Rising employee concerns over the high wages of executives while neglecting lower-income employees has led to heightened tension over compensation fairness in the workplace. Employers must balance salaries so that they stimulate employee performance and encourage loyalty without raising expectations of regular raises and bonuses that could upend the business. To do so, salaries should express the value of the employee and their role at the company, and companies should be ready to explain their reasoning behind whatever that salary is as employees become more open to discussing wages. There are several strategies companies can utilize to promise compensation fairness and attract employees that are drawn to companies with salary transparency.
Examine The Market
Take a look at the competition. What are other businesses paying their employees in similar locations with similar company sizes, education levels, qualifications and experience? Those wages can reflect accurate compensation amounts. Online searches can supply ample results, but a market survey may be more beneficial. Contacting the HR departments of competing businesses is a straightforward way of actually determining where desirable employees may be looking to work.

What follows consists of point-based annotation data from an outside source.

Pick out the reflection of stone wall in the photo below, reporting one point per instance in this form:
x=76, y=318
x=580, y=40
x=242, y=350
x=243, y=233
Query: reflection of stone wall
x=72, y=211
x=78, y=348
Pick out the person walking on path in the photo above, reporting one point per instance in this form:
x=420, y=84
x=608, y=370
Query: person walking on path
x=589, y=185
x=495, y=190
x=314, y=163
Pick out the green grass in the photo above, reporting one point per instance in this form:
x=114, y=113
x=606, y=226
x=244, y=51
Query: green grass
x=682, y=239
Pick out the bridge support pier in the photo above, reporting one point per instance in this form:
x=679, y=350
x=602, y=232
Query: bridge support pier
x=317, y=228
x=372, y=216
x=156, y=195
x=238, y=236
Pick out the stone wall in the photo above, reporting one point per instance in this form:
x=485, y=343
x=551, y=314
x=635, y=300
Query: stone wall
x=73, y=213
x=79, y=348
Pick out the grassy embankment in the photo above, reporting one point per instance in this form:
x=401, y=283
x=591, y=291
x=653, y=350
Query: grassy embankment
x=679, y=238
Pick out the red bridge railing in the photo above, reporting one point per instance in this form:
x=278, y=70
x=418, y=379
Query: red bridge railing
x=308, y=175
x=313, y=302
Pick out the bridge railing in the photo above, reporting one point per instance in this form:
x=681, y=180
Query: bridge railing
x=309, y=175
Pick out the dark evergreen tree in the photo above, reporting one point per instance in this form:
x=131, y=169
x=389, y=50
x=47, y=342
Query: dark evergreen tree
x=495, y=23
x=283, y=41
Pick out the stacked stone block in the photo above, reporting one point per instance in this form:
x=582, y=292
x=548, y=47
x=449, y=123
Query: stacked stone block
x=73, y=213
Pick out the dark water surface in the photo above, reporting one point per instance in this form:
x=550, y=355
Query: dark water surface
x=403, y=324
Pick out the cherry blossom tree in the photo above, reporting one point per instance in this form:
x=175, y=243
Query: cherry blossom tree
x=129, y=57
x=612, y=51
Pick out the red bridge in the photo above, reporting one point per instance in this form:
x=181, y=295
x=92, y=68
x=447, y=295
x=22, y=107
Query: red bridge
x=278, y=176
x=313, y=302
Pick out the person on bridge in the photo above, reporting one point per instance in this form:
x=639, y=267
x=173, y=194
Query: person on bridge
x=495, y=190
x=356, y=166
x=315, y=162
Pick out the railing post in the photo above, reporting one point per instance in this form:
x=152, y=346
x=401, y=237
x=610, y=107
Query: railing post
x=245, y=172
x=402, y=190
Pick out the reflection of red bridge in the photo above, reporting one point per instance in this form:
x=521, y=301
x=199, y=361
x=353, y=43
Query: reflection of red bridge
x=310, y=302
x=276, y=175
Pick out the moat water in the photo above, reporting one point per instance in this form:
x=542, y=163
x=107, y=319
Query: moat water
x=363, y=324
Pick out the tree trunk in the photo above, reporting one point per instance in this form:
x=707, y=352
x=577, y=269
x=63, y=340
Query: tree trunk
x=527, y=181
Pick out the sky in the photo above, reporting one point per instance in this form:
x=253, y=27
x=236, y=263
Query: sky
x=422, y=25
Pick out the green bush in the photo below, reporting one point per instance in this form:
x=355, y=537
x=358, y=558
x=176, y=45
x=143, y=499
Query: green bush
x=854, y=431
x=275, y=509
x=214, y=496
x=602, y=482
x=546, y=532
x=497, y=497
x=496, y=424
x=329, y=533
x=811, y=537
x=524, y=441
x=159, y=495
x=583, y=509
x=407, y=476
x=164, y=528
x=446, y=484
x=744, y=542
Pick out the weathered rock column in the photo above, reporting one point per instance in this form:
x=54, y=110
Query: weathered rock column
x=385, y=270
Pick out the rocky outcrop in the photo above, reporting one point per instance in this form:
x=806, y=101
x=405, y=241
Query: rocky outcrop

Furthermore, if the market is changing drastically, it will influence compensation rates too. Increases and decreases in job and skill supply and demand could necessitate a higher or lower compensation depending on competition between employees.
Check Government Sources
A good place to start research is with national data collected by the government. The U.S. Department of Labor determines and reports minimum wage for the country and individual states, respectively. Build wages from the compensation floor up taking into account perceived market value, experience and so forth. The Bureau of Labor Statistics publishes data acquired by the federal government on present wages for specific job roles based on a variety of factors to help determine the best and most fair compensation for employees.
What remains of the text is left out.